Court Opinion

ID: 3986211
Source: CourtListenerOpinion
Date Created: 2016-07-06 10:42:21.195628+00
Date Added: 2024-06-11T13:53:46.806542
License: Public Domain

I agree that the Industrial Commission has authority to fix fees for services performed before the commission and before this court on review. It will be noted what is now section 42-1-81, R.S. 1933, came into existence as an amendment to section 3148, Comp. Laws Utah 1917, which dealt with reviews before the Supreme Court. It was added as an *Page 450 
additional subsection to section 3148 by chapter 67, Laws of Utah 1921. I also agree that the commission in fixing the fee may ignore a contract between the applicant and the attorney as to the amount of the fee.
I think the statutes read together do not permit of the construction that the attorney has a lien on the compensation for his fee, for the statute states, among other things, that compensation shall be paid only to employes or their dependents. What is now section 42-1-74 was in the original compensation law passed in 1917 (see section 3146, Comp. Laws Utah 1917). It was intended that compensation money, because of the necessities of the case, be applied to current maintenance of the family and not past debts. In 1921, as stated above, the Legislature added what is now section 42-1-81 as a part of the old section 3148 of Comp. Laws 1917 in order to regulate the attorney's fee and prevent attorneys from charging such a fee as would partially defeat the purposes of the act by inducing the applicant who would feel morally bound or through gratefulness to turn over too great a portion of his compensation. Before 1921, the attorney certainly did not have a lien on the compensation, for it would be foolish to construe the statute which said an award should be paid only to employes or their dependents as giving some one a lien on such compensation. A lien on a money obligation due to a third party, which is not enforceable in the hands of the obligor, is a snare and a delusion. When subsection (e) was added in 1921 to section 3148, it did not affect what was then section 3146 of Comp. Laws 1917 (now section 42-1-74). It simply gave the commission full power to regulate and fix the amount which the attorney could charge and collect from the applicant. Perhaps as regards an applicant who has nothing, this amounts to "keeping the word of promise to the ear and breaking it to the hope" (liberties with the quotation are mine), but such injustice must be remedied by the Legislature if the commission is to be required to carve the fee *Page 451 
which it has fixed out of the compensation and pay to the attorney without the consent of the applicant. The fact is that the wording of section 42-1-81, R.S. 1933, does not confine the commission's power to fix fees only in cases where the applicant wins, but gives it "full power" to do so in "all cases coming before the industrial commission."

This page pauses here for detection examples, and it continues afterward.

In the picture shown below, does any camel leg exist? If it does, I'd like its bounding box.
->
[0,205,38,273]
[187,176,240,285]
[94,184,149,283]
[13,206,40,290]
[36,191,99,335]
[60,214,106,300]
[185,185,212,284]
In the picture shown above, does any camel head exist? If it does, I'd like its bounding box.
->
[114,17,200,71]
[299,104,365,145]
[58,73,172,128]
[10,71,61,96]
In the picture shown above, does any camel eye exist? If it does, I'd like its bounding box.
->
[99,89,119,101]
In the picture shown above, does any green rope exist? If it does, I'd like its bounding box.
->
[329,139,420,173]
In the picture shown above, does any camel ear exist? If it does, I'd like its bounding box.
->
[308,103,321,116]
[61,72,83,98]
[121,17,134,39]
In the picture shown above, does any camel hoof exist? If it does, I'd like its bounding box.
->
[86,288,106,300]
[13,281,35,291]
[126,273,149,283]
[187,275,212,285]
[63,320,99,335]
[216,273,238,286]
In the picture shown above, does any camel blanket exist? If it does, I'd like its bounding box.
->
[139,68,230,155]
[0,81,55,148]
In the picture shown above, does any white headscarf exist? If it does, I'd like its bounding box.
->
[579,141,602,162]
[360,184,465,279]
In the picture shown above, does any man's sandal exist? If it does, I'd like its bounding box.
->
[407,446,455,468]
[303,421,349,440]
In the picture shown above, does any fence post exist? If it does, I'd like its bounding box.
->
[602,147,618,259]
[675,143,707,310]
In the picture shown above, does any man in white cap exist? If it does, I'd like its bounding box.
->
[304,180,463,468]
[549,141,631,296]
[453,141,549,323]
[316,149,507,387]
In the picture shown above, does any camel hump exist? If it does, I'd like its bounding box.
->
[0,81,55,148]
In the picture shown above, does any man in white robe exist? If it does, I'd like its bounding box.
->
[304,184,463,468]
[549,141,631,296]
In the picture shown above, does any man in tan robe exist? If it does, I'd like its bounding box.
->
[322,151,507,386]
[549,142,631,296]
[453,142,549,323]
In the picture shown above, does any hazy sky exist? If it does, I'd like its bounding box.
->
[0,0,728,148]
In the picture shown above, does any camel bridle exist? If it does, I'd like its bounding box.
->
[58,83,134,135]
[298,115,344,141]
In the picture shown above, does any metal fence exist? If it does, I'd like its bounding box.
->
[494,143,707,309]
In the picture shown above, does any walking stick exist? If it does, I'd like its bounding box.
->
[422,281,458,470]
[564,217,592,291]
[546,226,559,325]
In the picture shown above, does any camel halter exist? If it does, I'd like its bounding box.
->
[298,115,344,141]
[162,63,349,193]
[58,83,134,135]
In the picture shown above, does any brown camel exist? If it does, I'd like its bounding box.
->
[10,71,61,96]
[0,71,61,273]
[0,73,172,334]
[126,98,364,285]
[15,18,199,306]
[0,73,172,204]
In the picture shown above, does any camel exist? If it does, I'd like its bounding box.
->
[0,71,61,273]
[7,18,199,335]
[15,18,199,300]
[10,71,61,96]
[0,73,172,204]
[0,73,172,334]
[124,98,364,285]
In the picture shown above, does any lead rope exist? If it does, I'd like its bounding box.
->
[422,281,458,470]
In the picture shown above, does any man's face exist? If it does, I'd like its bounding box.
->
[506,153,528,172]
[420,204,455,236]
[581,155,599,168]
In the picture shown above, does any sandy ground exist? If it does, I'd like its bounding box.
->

I think the commission may on first instance fix an attorney's fee without hearing, but that, if the attorney is not satisfied, a hearing on the amount of work he has done should be granted. The commission may, by rule, after the fixing and notification of the amount of the fee, set a time in which the attorney may ask for a hearing. Weekly compensation need not by such hearing be delayed and the rather infrequent cases of commuted payments will ordinarily not be delayed past the usual time that is required to arrive at them.
The difficult part of this case is as to whether we can say as a matter of law that a fee of $300 for the work in this case is unreasonable. The fact of what is a reasonable attorney's fee is different from the ordinary fact to be found by the commission. For instance, on determining whether an accident occurred in the course of the employment, the commission ordinarily makes a deduction only from what we called in McDonald v. Soule,87 Utah 580, 52 P.2d 1103, "sense" facts. It may be that the commission must also include in its basis for deduction legal principles as well as sense facts. Thus, legal principles may have to be applied to determine whether a relationship of employer and employe exists as part of the ultimate conclusion of whether or not an accident arose in the course of an employment. In the case of fixing a fee, however, another sort of factor enters — that is, one of experience which the commission may or may not possess. Knowledge of compensation in certain fields of human endeavor is really based on experience. It is the entrance of this factor into the finding which I think differentiates it from the case of Norris v. Industrial Comm. *Page 452 90 Utah 256, 61 P.2d 413. But the rule announced in that case applies in support of the commission when it failed to follow the uncontradicted expert testimony.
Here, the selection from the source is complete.